NNU’s anti-ICE protests began on January 26 at two Kaiser hospitals in Oakland, plus Kaiser hospitals in San Jose, San Leandro, Vallejo, the UCSF Hospital in San Francisco, and in Santa Clara, Calif. They continued on January 27 at the Kaiser San Francisco Hospital on Geary Boulevard and elsewhere in California, on the 28th in Tucson, Sacramento, the Kaiser Hospital in Orange, the California Pacific Medical Center in San Francisco, and at UCLA.
Besides those protests, the union plans memorial protests in Pretti’s name at hospitals in Colorado, Florida, Kansas, Maine, Missouri, Nevada, at the VA hospital on New York City’s Lower East Side, North Carolina, Ohio, and Texas. Details of hours and sites are on NNU’s website.
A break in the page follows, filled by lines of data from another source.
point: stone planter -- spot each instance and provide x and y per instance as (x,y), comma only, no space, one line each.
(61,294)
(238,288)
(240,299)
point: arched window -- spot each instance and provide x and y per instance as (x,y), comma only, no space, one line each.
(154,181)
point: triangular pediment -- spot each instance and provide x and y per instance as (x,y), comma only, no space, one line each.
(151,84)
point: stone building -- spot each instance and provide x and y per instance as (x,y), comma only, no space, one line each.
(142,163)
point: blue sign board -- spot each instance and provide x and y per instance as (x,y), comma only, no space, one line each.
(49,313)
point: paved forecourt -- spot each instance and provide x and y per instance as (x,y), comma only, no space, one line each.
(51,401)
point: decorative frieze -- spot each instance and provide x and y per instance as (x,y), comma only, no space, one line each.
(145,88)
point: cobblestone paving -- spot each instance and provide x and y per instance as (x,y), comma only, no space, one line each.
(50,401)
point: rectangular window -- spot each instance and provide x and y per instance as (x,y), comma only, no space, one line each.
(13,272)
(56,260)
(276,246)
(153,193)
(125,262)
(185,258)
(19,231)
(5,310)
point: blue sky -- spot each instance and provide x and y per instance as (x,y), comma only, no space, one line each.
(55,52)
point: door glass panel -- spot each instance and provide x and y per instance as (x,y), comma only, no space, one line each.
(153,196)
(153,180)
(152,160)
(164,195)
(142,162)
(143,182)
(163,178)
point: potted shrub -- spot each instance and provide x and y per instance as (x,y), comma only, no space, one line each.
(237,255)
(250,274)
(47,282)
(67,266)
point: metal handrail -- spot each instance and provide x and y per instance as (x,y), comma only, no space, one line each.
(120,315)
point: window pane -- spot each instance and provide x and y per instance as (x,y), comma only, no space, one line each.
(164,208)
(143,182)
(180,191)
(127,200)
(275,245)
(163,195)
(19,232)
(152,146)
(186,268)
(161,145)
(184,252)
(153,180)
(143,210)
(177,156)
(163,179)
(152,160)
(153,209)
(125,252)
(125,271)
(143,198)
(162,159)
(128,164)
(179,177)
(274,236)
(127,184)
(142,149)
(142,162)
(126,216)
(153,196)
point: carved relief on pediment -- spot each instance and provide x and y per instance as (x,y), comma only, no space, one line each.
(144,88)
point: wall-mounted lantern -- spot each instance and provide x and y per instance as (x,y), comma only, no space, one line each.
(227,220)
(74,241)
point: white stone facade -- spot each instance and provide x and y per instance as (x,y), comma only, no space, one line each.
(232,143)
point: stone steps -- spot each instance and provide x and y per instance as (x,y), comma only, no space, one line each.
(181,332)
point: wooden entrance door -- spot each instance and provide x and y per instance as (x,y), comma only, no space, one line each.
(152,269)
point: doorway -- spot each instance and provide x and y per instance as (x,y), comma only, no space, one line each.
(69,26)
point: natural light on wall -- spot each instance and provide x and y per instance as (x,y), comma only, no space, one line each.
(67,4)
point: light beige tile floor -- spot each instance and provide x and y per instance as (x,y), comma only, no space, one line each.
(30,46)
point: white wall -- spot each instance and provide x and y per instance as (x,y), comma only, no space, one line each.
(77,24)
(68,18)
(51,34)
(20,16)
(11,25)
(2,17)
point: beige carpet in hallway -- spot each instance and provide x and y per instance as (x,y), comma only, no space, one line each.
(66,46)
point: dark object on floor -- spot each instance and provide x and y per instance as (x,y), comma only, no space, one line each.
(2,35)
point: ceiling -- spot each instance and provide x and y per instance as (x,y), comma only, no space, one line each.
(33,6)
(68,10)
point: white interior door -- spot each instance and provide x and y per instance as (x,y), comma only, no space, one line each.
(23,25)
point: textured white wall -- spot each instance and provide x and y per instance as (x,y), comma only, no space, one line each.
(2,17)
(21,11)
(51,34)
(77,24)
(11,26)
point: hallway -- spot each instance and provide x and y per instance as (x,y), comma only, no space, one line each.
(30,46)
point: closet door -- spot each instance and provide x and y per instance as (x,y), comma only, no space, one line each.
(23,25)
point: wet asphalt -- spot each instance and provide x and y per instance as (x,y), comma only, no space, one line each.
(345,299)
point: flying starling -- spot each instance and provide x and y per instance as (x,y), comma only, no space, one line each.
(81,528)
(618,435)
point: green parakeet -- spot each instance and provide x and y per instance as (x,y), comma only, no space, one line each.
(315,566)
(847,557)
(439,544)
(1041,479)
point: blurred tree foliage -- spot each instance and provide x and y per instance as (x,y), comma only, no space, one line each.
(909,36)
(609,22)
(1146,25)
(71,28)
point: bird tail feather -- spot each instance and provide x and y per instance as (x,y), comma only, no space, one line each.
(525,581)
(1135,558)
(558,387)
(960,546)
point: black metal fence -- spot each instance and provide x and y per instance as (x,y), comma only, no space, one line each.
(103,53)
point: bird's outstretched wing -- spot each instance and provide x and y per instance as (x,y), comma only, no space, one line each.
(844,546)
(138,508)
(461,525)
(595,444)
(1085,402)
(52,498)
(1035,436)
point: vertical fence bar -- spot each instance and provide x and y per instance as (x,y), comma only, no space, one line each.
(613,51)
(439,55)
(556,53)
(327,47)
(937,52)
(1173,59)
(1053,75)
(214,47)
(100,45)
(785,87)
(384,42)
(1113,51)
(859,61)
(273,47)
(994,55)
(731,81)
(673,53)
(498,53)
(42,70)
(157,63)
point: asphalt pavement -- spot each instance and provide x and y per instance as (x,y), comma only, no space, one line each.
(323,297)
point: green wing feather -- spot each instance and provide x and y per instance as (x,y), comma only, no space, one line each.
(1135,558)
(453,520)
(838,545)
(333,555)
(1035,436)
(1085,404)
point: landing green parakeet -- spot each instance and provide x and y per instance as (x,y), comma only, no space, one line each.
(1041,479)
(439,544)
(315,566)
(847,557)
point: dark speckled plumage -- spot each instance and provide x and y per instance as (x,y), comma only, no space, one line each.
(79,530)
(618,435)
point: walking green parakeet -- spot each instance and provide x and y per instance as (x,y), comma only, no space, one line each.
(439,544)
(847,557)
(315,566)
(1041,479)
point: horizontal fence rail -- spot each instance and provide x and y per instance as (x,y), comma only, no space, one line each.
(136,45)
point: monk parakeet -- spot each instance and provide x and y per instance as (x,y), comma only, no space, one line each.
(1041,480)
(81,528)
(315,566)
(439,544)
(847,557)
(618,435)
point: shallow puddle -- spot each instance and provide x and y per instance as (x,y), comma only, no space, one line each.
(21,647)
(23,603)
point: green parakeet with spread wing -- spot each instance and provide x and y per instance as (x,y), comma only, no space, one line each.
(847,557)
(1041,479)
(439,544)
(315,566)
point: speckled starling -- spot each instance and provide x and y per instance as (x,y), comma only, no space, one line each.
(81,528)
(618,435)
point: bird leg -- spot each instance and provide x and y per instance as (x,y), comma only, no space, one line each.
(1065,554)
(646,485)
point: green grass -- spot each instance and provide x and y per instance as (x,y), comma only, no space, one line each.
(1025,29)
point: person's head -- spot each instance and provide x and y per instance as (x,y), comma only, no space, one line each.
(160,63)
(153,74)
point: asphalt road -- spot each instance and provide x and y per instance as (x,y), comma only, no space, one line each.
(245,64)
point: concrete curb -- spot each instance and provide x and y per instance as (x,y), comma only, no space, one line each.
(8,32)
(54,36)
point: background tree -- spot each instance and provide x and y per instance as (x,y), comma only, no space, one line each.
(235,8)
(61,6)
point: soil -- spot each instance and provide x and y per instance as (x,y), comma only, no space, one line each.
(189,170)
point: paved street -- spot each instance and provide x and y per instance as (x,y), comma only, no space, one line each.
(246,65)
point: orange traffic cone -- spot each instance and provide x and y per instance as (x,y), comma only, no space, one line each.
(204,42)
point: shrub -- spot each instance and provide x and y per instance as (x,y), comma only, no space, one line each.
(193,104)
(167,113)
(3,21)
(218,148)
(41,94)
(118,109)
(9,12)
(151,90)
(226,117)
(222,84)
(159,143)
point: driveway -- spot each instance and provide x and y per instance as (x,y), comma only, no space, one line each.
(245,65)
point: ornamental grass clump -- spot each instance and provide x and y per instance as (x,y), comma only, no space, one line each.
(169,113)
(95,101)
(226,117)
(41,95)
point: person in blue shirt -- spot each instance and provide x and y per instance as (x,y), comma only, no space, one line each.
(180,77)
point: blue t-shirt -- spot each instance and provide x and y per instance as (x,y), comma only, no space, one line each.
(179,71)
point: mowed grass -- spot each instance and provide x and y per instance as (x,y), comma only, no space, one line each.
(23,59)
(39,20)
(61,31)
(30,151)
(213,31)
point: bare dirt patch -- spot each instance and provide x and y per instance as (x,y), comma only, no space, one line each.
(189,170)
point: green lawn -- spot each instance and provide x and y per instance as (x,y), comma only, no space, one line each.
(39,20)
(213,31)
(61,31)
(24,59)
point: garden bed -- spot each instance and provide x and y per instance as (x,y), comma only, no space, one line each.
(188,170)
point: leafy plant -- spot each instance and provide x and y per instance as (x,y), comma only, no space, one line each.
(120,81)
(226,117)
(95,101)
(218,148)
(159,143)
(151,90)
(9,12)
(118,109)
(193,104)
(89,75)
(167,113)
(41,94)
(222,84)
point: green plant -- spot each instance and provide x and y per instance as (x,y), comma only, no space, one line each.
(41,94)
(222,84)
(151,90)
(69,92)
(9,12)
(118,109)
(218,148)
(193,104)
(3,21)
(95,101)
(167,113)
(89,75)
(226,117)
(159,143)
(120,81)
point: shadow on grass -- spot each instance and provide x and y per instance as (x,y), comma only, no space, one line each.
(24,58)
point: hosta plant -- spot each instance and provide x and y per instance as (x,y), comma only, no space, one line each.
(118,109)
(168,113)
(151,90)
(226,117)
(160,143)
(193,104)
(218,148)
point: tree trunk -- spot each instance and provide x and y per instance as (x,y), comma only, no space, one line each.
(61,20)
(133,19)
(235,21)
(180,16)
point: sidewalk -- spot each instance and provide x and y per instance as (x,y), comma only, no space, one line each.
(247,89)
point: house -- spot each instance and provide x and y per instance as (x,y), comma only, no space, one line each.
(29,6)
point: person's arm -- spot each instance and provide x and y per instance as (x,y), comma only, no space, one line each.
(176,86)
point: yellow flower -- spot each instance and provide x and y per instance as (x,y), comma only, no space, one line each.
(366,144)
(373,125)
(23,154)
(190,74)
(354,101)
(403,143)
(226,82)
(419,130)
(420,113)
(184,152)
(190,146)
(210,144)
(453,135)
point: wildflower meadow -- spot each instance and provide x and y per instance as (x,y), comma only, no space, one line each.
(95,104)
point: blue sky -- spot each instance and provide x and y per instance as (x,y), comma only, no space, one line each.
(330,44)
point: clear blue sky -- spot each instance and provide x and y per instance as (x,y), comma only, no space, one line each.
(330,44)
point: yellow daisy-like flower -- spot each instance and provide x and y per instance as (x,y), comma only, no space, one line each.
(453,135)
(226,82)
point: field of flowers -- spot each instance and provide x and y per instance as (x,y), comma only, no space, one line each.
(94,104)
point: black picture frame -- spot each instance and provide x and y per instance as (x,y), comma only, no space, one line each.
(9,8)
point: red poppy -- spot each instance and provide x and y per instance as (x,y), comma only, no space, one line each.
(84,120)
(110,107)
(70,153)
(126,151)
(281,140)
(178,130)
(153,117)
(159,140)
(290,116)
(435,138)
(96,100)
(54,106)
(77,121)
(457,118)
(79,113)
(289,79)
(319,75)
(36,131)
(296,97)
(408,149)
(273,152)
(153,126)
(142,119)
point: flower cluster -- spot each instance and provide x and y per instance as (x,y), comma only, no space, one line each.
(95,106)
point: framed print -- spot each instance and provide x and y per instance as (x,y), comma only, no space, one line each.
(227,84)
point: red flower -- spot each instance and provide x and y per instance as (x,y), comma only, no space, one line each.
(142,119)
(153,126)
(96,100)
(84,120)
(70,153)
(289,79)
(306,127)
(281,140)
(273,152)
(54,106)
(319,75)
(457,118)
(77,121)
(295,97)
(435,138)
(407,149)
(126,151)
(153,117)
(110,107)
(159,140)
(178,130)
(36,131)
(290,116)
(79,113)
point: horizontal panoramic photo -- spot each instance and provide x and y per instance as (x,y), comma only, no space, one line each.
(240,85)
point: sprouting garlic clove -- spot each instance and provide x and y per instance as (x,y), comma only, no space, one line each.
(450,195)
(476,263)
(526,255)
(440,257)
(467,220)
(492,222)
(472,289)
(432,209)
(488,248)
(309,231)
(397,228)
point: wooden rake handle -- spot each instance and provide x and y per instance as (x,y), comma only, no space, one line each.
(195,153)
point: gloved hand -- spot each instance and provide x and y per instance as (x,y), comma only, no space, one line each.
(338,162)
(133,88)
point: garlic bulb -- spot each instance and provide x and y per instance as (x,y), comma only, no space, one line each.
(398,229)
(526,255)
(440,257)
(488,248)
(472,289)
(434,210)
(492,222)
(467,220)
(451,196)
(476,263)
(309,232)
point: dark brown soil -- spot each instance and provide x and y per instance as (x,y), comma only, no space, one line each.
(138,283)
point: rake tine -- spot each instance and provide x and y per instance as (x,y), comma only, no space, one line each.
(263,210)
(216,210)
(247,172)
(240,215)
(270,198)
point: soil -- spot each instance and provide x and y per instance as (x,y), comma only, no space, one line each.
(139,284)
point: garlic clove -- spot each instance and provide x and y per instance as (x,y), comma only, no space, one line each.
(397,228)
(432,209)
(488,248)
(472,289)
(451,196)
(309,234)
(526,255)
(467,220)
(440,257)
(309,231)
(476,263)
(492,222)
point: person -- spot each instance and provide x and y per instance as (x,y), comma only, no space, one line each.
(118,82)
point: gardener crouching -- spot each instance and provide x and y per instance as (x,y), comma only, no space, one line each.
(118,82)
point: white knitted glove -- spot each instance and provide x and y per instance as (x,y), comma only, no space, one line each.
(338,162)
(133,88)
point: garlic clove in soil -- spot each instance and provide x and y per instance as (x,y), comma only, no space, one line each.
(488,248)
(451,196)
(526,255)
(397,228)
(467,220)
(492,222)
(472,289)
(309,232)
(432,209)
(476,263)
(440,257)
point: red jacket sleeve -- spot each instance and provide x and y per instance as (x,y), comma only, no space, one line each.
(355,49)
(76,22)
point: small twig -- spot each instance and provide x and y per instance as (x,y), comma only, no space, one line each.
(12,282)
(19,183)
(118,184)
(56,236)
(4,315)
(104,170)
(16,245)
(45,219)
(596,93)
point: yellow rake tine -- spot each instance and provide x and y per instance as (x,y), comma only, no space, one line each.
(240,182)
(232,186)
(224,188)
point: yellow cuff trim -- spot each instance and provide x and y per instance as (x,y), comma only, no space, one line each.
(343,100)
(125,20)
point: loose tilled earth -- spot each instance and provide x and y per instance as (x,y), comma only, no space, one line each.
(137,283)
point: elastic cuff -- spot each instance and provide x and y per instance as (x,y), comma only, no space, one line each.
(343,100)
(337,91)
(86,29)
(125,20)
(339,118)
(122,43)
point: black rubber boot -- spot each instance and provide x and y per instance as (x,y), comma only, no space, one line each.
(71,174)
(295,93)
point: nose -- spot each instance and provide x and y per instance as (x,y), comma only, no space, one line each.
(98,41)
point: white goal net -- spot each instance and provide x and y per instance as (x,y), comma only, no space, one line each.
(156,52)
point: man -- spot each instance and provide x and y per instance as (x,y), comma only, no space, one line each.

NNU’s protest of Pretti’s murder wasn’t the only one from unions with RNs. Others included:
- After an ICE agent murdered Ms. Good, Teachers/AFT President Randi Weingarten wrote in a column, “The role of government when a tragedy like this happens is to thoroughly and transparently investigate the circumstances. One would hope officials would also express empathy. But the president, the vice president, and others in their administration quickly moved to control the investigation, exonerate the officer, and smear Good, baselessly calling her a ‘deranged leftist,’ a ‘paid agitator,’ and ‘disrespectful,’ as if that is punishable by death.
“Lies, smears, and attempts to manipulate public perception are tactics used by authoritarian regimes, not democracies,” said Weingarten, a New York City civics teacher whose union also represents school nurses, notably in New Jersey and Texas. She also spoke to more than 15,000 people—a capacity crowd—in Minneapolis’s Target Center after immediate protests in the city drew an estimated 100,000-plus in subzero weather.
- “I am heartbroken and angry about the murder of our union sibling and fellow nurse Alex Pretti, who was ruthlessly executed by ICE in Minneapolis on Saturday morning,” said Martha Baker, Rn, chair of the Service Employees’ nurses’ sector and president of Local 1991 in Miami. “An ICU nurse at a VA hospital, Alex, posed no threat. He was trying to shield a woman who had been pushed to the ground and pepper-sprayed.
“That instinct to step in and protect others is why tens of thousands of working people—nurses, physicians, airport workers, baristas—were in the streets just days ago after the killing of Renee Good, demanding ICE out of our communities. When a nurse is killed for trying to help others, none of us are safe, and ICE must be removed from our communities now.
“We will not stop organizing and speaking out. We must ensure this tragedy is a turning point, and not allow it to break our momentum. Alex was there to help. ICE was there to hurt. We won’t forget him.”